Sunday, November 18, 2007

"L is for the way you look at me. O is for..."

huh. love.

well, for understandings sake, it's kind of like communism.

no, listen for a minute. it will make sense.

So communism on paper, pure communism, sounds AWESOME, great. But once implemented, it doesn't work. One person is greedy and wants all the power. They step on the weak and poor, making everything fall apart.

Well, love on paper sounds awesome. Finally, someone who gives a damn and isn't afraid to show it. Whatever. But once the grace period is over, everything falls apart. Someone stops caring as much. Someone decides to give a little less. Someone gets hurt.

Young love is the worst. Not only does the grace period end, but it ends faster, harder, rougher. Everybody is all awkward. No one knows how to break a heart.

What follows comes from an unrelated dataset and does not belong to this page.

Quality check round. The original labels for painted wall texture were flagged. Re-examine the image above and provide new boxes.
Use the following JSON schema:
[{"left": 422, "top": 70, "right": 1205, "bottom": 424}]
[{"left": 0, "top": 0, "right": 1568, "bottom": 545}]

But think about it. If someone steps on your toes, it hurts and you get mad. But if it happens over and over again, you'll learn from it and move your toes the next time.

Sunday, November 4, 2007

a whole lot of nothing.

hum.

growing old is hard because....

Well, when my teenage angst hit and all was pessimistic and gross, I was just an unexpecting, innocent freshman. The lethargy creeped into my routine, my parents turned all that more irritating and unbearable. My hopes and dreams, my grades for that matter, began to sssllllooowwwly slip through my metaphoric hands. It was a sad and clique day.

haha.

but really. the hard part about growing up is growing up. it just sucks, growing old and have responsibility. But even more than that is the painful and hard realization that all along you were wrong. All those long talks with your crusty grandparents about how you should live it up and enjoy the youth while it lasts, suddenly make sense. No person of my age would DARE admit to being wrong about how they live their lives. We are all about the rebellion and confusion. We bask in our ignorance.

I mean, why listen to someone who has lived this before?

noooooo. Please don't do anything logical poor little teenager.

I must admit myself, until about 2 min. ago, was that person. I was NEVER wrong about anything. I was the guru of all things about life. Forget the fact that I'm only 16. I knew EVERYTHING. But you just have to slap yourself over the face with the book of wake-up calls and just say one thing...

I know just about everything about being 16. And that is just a whole lot of nothing.